The 777s have a large carrying capacity (the -200 has a maximum payload of 105 tons) and a wide fuselage that make them well suited for dense freight and light e-commerce shipments. The 777-300 has 14% more volume than a 747-400 and is 21% more fuel efficient. It is ideal for lightweight freight that takes up space because it has more interior volume but a similar weight payload compared to its sister.
Demand high for freighter conversions
Fly Meta was established last year by a group of aviation professionals. Essentially a sales organization at this point, it actually doesn’t fly any aircraft itself and has one aircraft in its fleet — a 31-year-old Boeing 747-400 freighter operated under a long-term rental by Air Atlanta Icelandic, according to tracking site Planespotters.com.
China’s zero-tolerance policy for COVID has limited factory production and air exports during the past year, but recent relaxation of wide-scale isolation requirements and travel restrictions is expected to result in increased commerce this year, notwithstanding a global economic slowdown.

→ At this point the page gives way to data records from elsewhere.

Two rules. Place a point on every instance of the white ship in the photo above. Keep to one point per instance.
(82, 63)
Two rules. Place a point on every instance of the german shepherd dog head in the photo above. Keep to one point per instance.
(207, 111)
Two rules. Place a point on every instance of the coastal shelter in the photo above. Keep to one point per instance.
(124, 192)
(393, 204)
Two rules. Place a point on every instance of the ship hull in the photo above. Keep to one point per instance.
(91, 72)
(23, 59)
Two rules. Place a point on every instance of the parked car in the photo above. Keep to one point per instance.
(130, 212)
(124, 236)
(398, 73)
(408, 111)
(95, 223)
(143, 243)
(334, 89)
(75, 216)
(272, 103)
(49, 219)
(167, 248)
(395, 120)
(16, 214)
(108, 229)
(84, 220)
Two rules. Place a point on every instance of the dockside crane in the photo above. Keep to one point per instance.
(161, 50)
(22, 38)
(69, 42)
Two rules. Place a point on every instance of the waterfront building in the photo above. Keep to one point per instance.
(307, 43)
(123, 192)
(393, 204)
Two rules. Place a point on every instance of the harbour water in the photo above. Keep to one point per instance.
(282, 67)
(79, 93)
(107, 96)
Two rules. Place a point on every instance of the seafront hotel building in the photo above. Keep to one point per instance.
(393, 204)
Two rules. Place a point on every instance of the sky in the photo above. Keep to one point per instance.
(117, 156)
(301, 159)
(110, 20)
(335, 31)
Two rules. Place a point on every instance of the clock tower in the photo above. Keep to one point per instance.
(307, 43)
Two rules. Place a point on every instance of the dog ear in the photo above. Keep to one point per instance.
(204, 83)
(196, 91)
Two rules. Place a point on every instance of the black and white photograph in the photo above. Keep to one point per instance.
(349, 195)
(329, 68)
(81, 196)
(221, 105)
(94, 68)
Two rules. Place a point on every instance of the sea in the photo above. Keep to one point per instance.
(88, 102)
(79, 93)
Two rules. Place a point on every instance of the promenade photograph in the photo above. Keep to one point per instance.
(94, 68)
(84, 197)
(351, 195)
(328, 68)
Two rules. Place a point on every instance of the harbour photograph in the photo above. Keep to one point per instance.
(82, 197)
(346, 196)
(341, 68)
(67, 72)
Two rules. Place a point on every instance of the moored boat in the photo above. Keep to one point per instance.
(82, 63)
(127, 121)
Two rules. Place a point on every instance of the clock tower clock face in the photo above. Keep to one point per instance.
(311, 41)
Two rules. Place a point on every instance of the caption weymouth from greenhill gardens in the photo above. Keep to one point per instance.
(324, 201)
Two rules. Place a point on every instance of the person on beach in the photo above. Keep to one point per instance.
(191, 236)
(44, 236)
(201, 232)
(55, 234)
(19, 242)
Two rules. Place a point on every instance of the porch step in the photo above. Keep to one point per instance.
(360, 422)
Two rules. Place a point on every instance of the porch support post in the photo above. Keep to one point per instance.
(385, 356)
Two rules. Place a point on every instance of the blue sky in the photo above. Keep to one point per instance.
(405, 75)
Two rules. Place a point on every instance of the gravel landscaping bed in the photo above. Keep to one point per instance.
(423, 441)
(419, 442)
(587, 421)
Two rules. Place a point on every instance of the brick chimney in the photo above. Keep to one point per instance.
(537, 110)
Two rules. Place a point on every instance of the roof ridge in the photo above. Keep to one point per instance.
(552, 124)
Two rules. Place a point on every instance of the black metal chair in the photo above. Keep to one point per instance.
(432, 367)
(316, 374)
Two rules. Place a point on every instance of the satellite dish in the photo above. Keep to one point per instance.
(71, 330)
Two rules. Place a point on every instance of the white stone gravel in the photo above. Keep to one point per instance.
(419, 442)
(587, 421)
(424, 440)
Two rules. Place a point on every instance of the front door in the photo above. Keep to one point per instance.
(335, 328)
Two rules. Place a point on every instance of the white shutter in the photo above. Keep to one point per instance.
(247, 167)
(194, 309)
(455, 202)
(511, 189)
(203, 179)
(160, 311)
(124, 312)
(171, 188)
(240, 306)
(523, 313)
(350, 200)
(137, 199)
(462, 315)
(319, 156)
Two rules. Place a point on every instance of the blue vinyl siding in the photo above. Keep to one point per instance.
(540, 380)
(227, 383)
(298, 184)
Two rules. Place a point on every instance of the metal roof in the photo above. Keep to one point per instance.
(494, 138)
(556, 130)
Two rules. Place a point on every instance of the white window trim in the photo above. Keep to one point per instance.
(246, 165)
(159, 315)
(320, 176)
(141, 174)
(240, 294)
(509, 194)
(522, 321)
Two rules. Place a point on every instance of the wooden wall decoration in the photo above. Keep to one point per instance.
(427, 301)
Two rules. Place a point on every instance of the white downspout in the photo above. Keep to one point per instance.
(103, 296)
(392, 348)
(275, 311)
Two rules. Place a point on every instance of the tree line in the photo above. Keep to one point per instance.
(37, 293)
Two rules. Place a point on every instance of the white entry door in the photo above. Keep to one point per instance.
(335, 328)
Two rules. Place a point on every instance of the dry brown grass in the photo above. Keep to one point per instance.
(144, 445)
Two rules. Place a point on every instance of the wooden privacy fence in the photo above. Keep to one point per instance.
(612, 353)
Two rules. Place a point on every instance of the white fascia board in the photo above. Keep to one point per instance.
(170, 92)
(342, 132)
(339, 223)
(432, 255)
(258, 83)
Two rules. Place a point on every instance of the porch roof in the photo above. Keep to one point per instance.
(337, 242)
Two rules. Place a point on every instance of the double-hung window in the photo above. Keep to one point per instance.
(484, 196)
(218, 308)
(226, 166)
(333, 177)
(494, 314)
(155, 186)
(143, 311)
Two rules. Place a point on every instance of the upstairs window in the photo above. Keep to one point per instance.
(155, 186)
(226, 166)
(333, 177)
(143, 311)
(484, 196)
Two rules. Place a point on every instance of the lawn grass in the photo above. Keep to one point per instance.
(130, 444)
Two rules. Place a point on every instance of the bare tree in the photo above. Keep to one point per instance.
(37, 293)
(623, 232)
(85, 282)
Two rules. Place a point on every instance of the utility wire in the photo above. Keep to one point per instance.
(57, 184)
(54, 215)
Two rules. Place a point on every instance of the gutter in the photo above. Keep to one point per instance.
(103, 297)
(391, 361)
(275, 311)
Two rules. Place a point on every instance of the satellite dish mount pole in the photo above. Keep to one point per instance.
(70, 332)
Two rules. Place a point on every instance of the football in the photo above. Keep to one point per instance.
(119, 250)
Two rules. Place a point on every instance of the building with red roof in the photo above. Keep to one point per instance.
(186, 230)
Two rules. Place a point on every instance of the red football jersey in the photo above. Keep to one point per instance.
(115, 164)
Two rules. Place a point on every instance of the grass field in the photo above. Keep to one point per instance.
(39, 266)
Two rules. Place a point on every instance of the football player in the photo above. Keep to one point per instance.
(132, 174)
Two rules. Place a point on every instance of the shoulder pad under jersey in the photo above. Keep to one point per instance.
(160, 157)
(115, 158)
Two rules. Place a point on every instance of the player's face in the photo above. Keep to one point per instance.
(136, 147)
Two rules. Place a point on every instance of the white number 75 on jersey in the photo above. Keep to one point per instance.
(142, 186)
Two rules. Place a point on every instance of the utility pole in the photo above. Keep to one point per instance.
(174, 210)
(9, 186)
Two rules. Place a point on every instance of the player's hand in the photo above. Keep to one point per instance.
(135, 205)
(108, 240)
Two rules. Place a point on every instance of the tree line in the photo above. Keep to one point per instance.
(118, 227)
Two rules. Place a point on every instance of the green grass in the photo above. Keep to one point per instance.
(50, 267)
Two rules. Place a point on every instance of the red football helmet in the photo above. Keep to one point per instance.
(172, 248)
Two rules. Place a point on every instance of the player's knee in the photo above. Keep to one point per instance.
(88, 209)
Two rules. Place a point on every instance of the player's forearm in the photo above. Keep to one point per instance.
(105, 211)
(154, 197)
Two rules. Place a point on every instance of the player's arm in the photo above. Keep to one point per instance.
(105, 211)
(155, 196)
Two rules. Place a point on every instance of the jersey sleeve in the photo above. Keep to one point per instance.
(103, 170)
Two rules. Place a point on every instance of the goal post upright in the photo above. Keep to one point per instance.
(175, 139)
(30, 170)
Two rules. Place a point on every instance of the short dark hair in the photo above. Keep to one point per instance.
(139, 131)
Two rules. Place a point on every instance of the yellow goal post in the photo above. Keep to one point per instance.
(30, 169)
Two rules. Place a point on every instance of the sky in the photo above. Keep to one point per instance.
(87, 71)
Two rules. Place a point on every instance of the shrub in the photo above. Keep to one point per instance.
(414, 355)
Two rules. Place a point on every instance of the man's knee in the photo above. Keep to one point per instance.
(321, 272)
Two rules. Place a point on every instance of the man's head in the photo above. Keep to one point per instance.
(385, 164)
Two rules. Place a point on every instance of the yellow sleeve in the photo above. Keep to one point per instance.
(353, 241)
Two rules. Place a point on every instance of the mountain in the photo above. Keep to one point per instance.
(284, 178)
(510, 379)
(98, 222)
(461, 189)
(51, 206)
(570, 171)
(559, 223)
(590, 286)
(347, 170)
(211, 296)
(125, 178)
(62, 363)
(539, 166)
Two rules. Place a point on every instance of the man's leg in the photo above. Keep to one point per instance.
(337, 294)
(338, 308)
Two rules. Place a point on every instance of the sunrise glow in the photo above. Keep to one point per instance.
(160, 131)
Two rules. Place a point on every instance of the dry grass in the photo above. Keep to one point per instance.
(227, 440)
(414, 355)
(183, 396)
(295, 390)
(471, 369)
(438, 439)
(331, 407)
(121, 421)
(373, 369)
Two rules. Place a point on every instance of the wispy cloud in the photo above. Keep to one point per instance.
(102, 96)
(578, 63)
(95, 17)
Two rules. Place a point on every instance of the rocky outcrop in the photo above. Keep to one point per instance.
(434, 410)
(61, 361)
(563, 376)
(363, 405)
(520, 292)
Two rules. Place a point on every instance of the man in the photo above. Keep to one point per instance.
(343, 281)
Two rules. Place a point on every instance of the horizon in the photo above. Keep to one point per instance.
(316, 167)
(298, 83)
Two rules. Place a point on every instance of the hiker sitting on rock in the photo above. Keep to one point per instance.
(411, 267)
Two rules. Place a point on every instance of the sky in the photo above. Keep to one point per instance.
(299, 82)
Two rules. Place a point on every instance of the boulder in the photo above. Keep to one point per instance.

Helen Chen, CEO of Fly Meta, expressed optimism the cargo market will grow steadily in the near future and that “the volume capabilities and greater cost efficiencies of the 777-300 freighter will give us a competitive advantage in the market.”
Boeing’s 20-year market forecast pegs air cargo volumes to grow at a compound annual rate of 4.1%. The express sector is expected to grow even faster. New momentum for air cargo transport is coming from double-digit annual growth in e-commerce, which promises expedited delivery to individual customers. More businesses are also willing to pay extra for freighter transport instead of relying on passenger networks because they want to guarantee reliable shipments without the increased risk of delays.
During AerCap’s Sept. 30 earnings briefing, CEO Aengus Kelly referred to supply chain certainty as a reason why the company continues to invest in all-cargo aircraft, especially as new entrants such as online retailers enter the market to control their transport assets.
“What we are seeing now is a filling out of the middle, where the commercial benefits of managing your supply chain in-house are becoming increasingly important and cargo aircraft are seen as another part of the critical infrastructure of large companies,” he said.
AerCap last year reserved slots with an Airbus engineering joint venture to convert 15 A321-200 narrowbody aircraft to cargo jets, with an option for a further 15 units.
The lessor on Tuesday also announced it has received its 50th Boeing 737-800 freighter from the manufacturer’s own conversion program. The aircraft has been leased to Brazilian passenger airline Gol, which last year began a freighter division ferrying packages for Latin American e-commerce giant Mercado Libre. The 737-800 and the A321 serve the same segment of the cargo market, typically providing regional shuttle service in express delivery networks.